At $48 million, the first government mass media campaign to convince cigarette smokers to quit would seem a pricey luxury, especially since that sum purchased just three months of television ads from March through June of 2o12. But a new study of its cost effectiveness, released Wednesday, determined that it cost just $480 for each smoker who quit and $393 per year of life saved.

The graphic videos featured pleas from former smokers who had suffered amputated limbs, oral and throat cancer, paralysis, lung damage, strokes, and heart attacks. One of the most haunting showed Terrie Hall, a 52-year-old North Carolina woman whose larynx was removed after she was diagnosed with throat cancer. In the ad, she spoke with the help of an artificial voice box. Hall later died.

The campaign and the analysis were both conducted by the Centers for Disease Control and Prevention, but Saul Shiffman, a University of Pittsburgh psychology professor who has spent decades studying smoking habits, said there is no doubt it was a tremendous bargain for the public and, especially, the smokers who quit or added years to their lives. One standard used in studying such interventions considers them cost effective at $50,000 per year of life gained–more than 100 times the cost of the campaigns.

Medical interventions, such as heart and lung surgery commonly needed by long-term smokers are much more expensive than that, Shiffman noted. The money spent on the campaign “would pale next to the money we spend for medical treatment for smokers who otherwise are going to have a heart attack and lung cancer,” he said.

CDC Director Thomas Frieden said the campaign is “an example of an investment that saves lives and money. Most smokers want to quit.

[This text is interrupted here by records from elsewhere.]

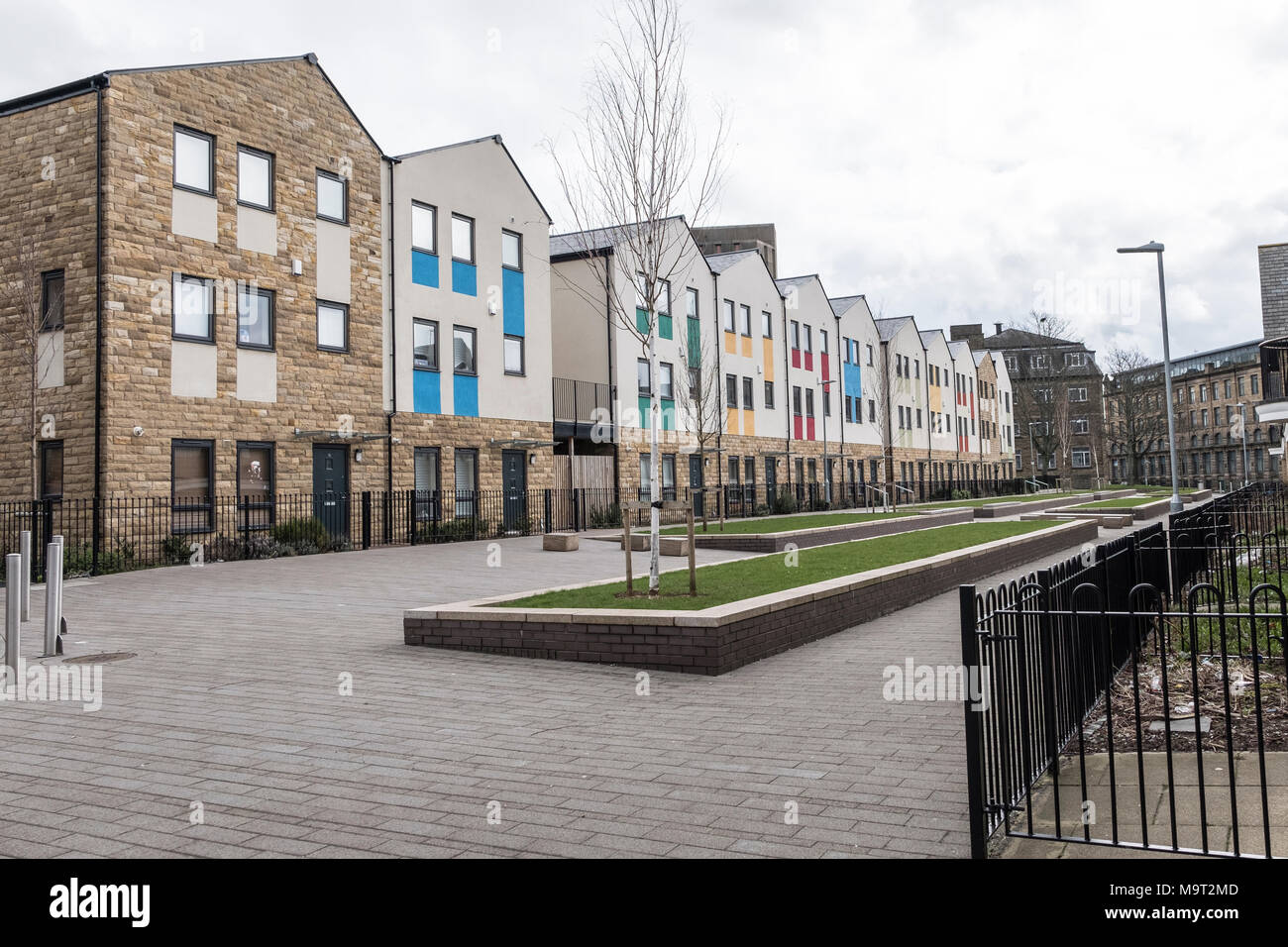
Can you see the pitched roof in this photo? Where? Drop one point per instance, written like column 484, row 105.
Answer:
column 719, row 263
column 593, row 240
column 480, row 141
column 888, row 329
column 104, row 78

Tips show that people can, and can save literally tens of thousands of lives, and has done so at a cost vastly lower than the cost of most other health interventions.”

Shiffman and Tim McAfee, director of the CDC’s Office on Smoking and Health, noted that the tobacco industry spends about $8 billion annually to promote its products. Funding for the campaign, which continued in subsequent years, comes from the Affordable Care Act.

A previous study of the effort determined that more than 100,000 people gave up smoking for six months or more, considered permanent abstinence for the purposes of the research. Another 100,000 quit for shorter periods of time and 1.6 million tried to quit after seeing the ads.

The data was derived by surveying a group of several thousand smokers before and after the ad campaign, McAfee said. About 89 percent said they had seen the ads.

The shocking nature of the campaign was designed to reach smokers, who already know that the habit is likely to sicken and kill them. They told researchers “we don’t want to die early , but we’ve kind of absorbed that message. We don’t want to suffer and we don’t want our families to suffer,” McAfee said.

“What they told us [was you] need to show us in a way that we can understand or believe what the consequences of us continuing to smoke are,” he said. A positive message was included at the end of the ads to highlight the fact that even smokers who quit late in life improve their health and gain quality of life, he said.

Despite declines in smoking rates, about 42 million people in the United States, 18 percent of the population, still smoke. The habit remains the single most preventable cause of death and disease in this country, the study noted.